Всем поклонникам балета была видна царственная природа таланта Семёновой. Ленинград она покорила, пришло время покорить и Белокаменную… К тому времени Виктор Семёнов стал её мужем и постоянным партнёром по сцене. Их обоих пригласили в труппу Большого.
5 сентября 1930 года ее имя впервые появилось на афишах Большого театра – Семёновой предстояло дебютировать на главной сцене страны в «Баядерке». Это был блистательный спектакль, москвичи (даже самые придирчивые завсегдатаи Большого) полюбили Семёнову безоговорочно и навсегда, громко вызывали её после финала и щедро одарили осенним великолепием цветов. Никия была для Семёновой одной из сокровенных ролей…
Никия
«Баядерку» Семёнова начала танцевать в совсем юном возрасте, на первом взлёте своей театральной карьеры. В этой партии можно было показать и совершенство классического танца, и актёрский темперамент молодой балерины. В двадцатые годы постановщики «Баядерки» испытывали соблазн построить спектакль на антирелигиозном мотиве, который можно извлечь из этого балета Минкуса и Петипа. Ведь главным злодеем в «Баядерке» является служитель культа, Брамин, а из Никии, при желании, можно было сделать символ борьбы с мракобесием. К счастью, постановщик московской «Баядерки» Василий Тихомиров проявил бережное отношение к хореографии Горского и Петипа и не «актуализировал» балет в революционном духе. В спектакле не было агитации, на сцене царило ощущение тайны, «индийская» любовь героев, обречённых на гибель, завораживала зрителей.

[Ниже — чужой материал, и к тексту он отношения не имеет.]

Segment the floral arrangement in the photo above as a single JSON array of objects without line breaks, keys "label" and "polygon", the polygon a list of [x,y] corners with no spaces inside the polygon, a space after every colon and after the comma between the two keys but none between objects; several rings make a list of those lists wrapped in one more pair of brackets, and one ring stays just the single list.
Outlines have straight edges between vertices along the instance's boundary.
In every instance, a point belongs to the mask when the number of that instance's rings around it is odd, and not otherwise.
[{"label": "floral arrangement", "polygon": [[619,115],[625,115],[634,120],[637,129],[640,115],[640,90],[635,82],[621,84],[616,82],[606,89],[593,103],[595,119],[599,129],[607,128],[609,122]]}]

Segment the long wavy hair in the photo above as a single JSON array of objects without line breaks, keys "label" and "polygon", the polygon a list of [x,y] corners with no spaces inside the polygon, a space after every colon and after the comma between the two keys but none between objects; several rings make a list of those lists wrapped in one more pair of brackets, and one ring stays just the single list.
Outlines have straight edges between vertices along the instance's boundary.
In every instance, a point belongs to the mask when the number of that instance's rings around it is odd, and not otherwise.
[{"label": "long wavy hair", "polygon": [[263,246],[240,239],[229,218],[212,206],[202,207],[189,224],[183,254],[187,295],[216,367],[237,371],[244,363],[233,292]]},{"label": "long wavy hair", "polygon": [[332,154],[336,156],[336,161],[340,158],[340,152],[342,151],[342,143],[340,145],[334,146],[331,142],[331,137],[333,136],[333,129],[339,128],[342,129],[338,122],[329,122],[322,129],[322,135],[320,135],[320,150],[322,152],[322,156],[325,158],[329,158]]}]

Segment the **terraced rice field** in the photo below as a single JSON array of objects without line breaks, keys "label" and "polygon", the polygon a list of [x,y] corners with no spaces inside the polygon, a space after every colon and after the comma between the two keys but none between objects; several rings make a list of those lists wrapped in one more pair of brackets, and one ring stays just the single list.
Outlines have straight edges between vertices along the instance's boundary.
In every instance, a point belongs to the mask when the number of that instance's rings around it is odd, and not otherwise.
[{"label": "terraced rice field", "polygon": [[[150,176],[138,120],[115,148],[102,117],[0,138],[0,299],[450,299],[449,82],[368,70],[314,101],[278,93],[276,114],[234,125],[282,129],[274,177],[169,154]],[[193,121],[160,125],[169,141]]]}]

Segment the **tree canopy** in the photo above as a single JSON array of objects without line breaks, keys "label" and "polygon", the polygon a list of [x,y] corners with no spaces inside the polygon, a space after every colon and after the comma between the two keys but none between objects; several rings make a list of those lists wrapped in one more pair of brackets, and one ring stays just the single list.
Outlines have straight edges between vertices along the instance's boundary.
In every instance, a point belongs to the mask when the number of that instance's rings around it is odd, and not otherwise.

Заглавная героиня «Баядерки» – храмовая танцовщица, в известной степени – актриса. И Марина Тимофеевна придала этой роли черты автобиографии, личные чувства. Она отстаивала не только право на любовь, но и право на танец – и побеждала в битве за классический балет. Этот подтекст придавал балету особую энергетику, которая передавалась публике.
«Ее Никия в «Баядерке» покоряла силой страсти, вулканическим взрывом чувств; она умела презирать и ненавидеть, опрокидывая накопленные ранее стандарты», – писала историк балета Вера Красовская о Семёновой.